Robinson picks Weir Group (which is up 6.13% so far today) as a likely beneficiary as it’s a UK company which has a pressure pump in the US which feeds into fracking.
Adrian Ash, head of research at BullionVault.com. said by 11am, traffic from the US was already 38% ahead of the last three months’ full daily average. “New account registrations globally had reached more than twice Tuesday’s total on the eve of the result.
“Brexit, the US election, Italy’s constitutional referendum – they aren’t the reason for gold’s 25% recovery in 2016. These events just give a focus to the underlying switch in the political, financial and investment backdrop.
“If Trump proves to be the belligerent, high-spending protectionist that America just voted for, the underlying move in world gold prices looks set to keep rising.”
The gold price peaked at $1,332.58 per ounce earlier this morning and for UK investors, gaining exposure to gold-related companies such as Randgold Resources, Polymetal and Fresnillo is a way to play on the theme according to Miah.
The likely losers
Claudia Calich, manager of the M&G Emerging Market Bond fund, says today’s US election result has several implications for emerging markets.
“At a first glance, the outcome is clearly negative, given the potential downside risks from increased trade protectionism, anti-immigration measures, large fiscal expansion and steepening of the US yield curve and uncertainty in terms of foreign policy.
“These risks are already being reflected in asset prices. Since the result, Mexico is one of the largest underperformers due to its deep trade and economic ties to the US. Another region which could suffer is Central America. If Trump goes ahead with all of his proposals during the campaign and manages to overcome the logistical nightmare of having all illegal immigrants deported, remittances from these immigrants will come to an end and that will certainly have an impact on their home countries’ economies.”

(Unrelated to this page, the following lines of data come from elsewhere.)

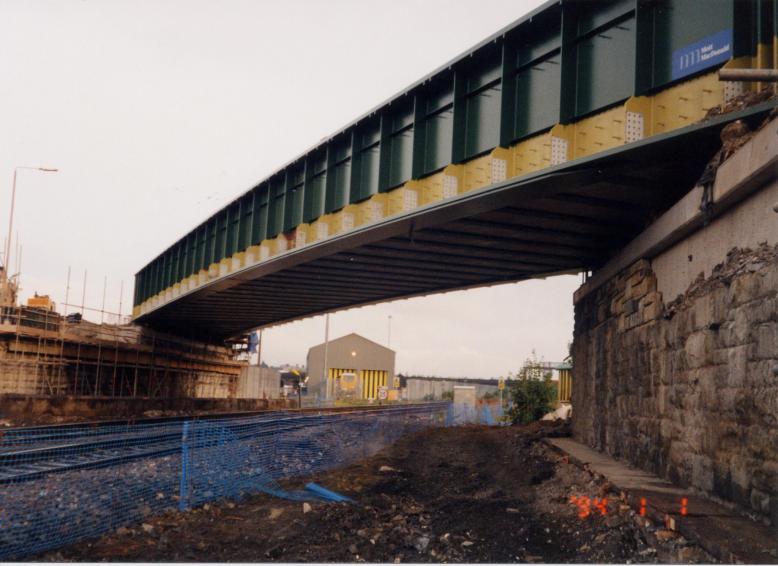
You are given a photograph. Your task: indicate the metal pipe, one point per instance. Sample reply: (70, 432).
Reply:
(760, 75)
(13, 202)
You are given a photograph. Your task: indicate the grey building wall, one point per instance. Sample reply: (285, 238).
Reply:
(419, 387)
(258, 383)
(369, 355)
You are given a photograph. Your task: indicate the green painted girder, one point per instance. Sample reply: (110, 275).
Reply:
(565, 60)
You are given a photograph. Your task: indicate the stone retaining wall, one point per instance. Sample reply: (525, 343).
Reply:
(688, 389)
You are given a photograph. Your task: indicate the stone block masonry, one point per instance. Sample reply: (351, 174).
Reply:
(686, 388)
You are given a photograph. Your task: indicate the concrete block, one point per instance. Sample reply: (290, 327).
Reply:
(653, 311)
(640, 265)
(741, 327)
(698, 349)
(767, 340)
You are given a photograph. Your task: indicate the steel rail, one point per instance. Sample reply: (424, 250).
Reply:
(33, 463)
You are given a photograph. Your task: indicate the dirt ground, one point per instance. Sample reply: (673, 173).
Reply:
(465, 494)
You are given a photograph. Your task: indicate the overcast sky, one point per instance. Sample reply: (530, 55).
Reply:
(159, 112)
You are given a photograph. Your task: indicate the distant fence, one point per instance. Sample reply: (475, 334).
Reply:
(60, 485)
(465, 413)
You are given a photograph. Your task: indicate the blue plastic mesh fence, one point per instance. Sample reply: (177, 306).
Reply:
(464, 413)
(59, 485)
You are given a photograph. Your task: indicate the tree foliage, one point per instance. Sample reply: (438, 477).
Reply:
(532, 392)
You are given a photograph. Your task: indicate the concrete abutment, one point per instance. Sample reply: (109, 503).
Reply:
(675, 347)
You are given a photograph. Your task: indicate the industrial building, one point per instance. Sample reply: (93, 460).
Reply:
(434, 388)
(372, 363)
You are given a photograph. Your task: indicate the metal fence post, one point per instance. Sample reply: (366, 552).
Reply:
(183, 491)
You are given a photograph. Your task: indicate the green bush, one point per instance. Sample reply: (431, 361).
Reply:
(532, 398)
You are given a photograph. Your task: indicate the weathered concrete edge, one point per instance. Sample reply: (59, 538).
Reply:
(748, 169)
(720, 550)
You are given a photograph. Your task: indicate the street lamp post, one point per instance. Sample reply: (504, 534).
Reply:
(389, 333)
(6, 258)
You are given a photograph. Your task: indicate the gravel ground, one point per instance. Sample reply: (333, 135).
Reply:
(463, 494)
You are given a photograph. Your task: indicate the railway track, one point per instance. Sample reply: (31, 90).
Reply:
(34, 452)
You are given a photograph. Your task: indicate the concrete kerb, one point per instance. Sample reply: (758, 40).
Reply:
(724, 534)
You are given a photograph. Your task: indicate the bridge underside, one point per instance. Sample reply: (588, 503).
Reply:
(565, 219)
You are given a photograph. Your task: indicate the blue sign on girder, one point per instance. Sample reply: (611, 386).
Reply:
(702, 54)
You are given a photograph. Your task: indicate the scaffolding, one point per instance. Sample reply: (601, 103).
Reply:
(44, 353)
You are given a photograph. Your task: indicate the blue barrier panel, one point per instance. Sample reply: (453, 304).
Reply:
(59, 485)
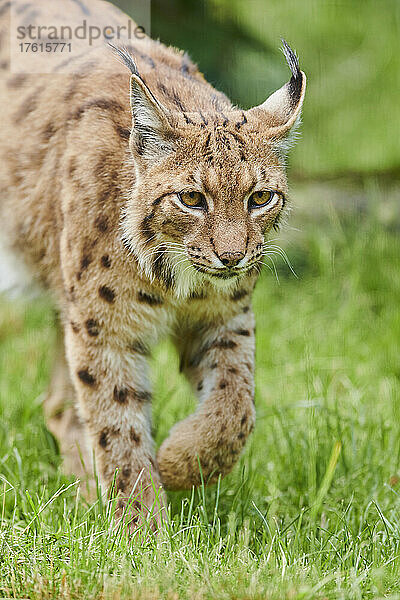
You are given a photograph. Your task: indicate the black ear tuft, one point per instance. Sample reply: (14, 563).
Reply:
(296, 81)
(126, 58)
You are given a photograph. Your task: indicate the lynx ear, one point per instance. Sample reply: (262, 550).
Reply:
(151, 134)
(282, 109)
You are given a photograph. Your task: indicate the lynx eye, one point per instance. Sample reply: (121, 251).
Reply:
(262, 198)
(193, 199)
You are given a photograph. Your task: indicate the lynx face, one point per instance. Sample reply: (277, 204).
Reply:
(209, 186)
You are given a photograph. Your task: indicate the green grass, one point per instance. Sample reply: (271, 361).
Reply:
(313, 508)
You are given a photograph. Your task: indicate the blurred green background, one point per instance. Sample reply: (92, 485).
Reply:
(349, 50)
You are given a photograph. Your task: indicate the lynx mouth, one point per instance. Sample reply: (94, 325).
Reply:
(231, 273)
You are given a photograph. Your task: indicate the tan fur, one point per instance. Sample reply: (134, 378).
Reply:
(92, 212)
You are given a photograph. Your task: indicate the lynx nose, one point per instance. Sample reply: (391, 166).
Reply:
(231, 259)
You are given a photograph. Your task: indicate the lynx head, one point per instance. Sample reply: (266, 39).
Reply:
(210, 184)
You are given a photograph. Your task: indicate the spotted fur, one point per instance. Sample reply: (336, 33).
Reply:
(92, 167)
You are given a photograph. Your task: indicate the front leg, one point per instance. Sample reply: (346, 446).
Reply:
(220, 365)
(114, 401)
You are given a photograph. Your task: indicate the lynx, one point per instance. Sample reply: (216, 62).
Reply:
(142, 199)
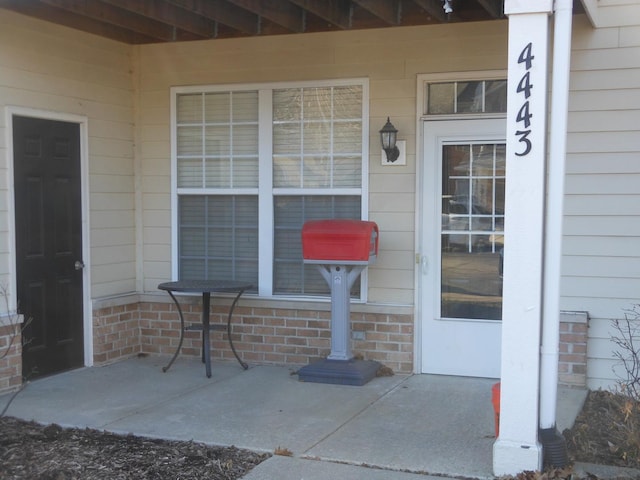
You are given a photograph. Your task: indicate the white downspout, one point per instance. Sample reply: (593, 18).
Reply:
(554, 213)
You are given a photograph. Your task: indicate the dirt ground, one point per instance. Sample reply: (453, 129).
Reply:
(607, 431)
(29, 451)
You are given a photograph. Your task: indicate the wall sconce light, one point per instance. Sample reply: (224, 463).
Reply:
(388, 137)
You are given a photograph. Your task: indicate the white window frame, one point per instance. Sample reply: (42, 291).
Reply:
(265, 190)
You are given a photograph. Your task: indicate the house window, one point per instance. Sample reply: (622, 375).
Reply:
(251, 165)
(466, 97)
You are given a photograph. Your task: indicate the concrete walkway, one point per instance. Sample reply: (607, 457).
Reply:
(392, 428)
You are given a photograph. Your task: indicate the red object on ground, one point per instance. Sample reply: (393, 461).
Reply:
(339, 239)
(495, 399)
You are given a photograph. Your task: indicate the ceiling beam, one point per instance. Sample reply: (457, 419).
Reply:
(107, 14)
(36, 9)
(224, 13)
(285, 14)
(336, 12)
(493, 7)
(386, 10)
(168, 14)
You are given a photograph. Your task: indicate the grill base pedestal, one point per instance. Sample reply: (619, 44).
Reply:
(339, 372)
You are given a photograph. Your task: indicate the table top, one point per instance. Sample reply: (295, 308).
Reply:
(205, 286)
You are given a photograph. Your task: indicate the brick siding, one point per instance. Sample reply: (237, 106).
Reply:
(276, 336)
(10, 357)
(572, 367)
(116, 333)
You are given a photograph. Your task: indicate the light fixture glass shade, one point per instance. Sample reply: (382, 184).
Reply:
(388, 136)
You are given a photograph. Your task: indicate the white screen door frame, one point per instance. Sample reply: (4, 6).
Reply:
(453, 346)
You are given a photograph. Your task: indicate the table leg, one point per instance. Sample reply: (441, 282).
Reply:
(233, 349)
(206, 347)
(175, 355)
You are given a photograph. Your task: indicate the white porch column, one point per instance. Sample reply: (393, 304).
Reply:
(517, 447)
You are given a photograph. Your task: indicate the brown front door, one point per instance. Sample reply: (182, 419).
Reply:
(49, 243)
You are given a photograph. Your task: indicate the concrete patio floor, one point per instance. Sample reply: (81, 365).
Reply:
(394, 428)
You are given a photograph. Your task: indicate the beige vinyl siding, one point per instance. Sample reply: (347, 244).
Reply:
(389, 58)
(50, 68)
(601, 248)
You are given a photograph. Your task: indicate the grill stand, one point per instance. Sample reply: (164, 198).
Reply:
(340, 367)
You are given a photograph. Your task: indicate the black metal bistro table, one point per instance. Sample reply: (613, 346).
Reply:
(206, 288)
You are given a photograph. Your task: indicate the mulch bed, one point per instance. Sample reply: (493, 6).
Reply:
(36, 452)
(606, 432)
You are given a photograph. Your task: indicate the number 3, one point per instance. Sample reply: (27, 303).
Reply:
(524, 134)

Calich adds that in Central America, countries seeing the largest impact would be the smaller ones, such as Guatemala, El Salvador and Honduras, where unauthorised remittances from the US could account for as much as 5.6%, 8% and 13.2% of their respective GDPs, according to M&Gs estimations.
“These countries have a much higher share of remittances vs. GDP and current account receipts because their share of illegal immigrants is higher in comparison to the size of their economies and population,” she says.
The US dollar
In the currency markets the dollar has fallen against the pound and the yen, while the Mexican peso has fallen against the dollar, although there has been some moderation of these trends.

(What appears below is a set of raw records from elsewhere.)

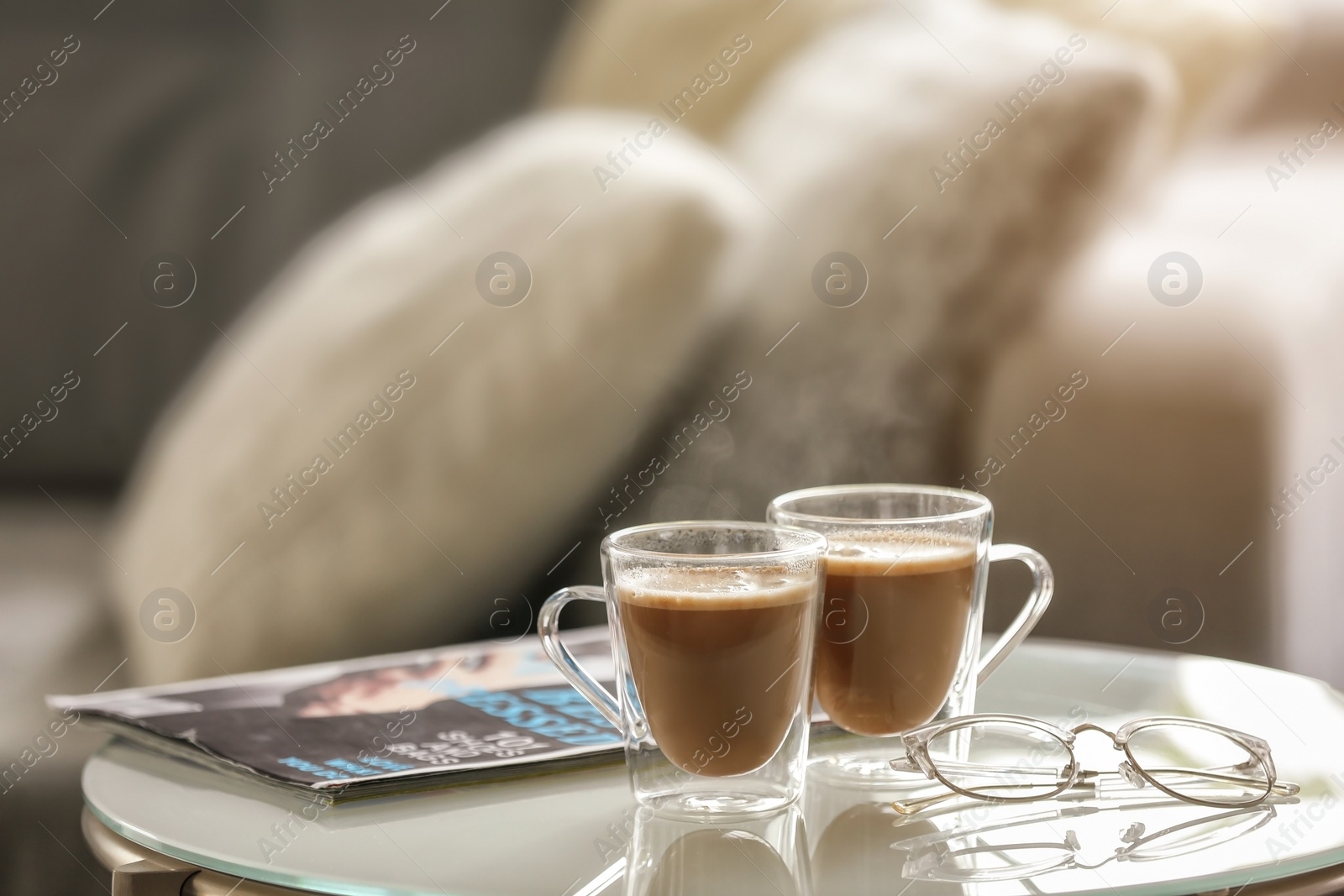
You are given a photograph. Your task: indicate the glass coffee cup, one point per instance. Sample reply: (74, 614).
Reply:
(712, 633)
(898, 641)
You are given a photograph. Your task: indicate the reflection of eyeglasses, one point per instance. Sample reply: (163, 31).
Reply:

Laith Khalaf, senior analyst at Hargreaves Lansdown, said: “The dollar has proved to be a casualty of a Trump win, so far at least, as markets have slashed forecasts of a US interest rate in December, the chances of which have now been pegged back to fifty-fifty.”
However, for UK investors, the fall in the US dollar will be a positive. Richard Stone, chief executive at The Share Centre, said: “Finally, in the UK it should also be noted that near term weakness in the US Dollar, will reverse some of sterling’s weakness which has helped drive the recovery in UK sterling denominated share prices of FTSE 100 companies with large amounts of overseas earnings. That partial reversal will likely exacerbate slightly the impact of falls in headline UK indices such as the FTSE 100.”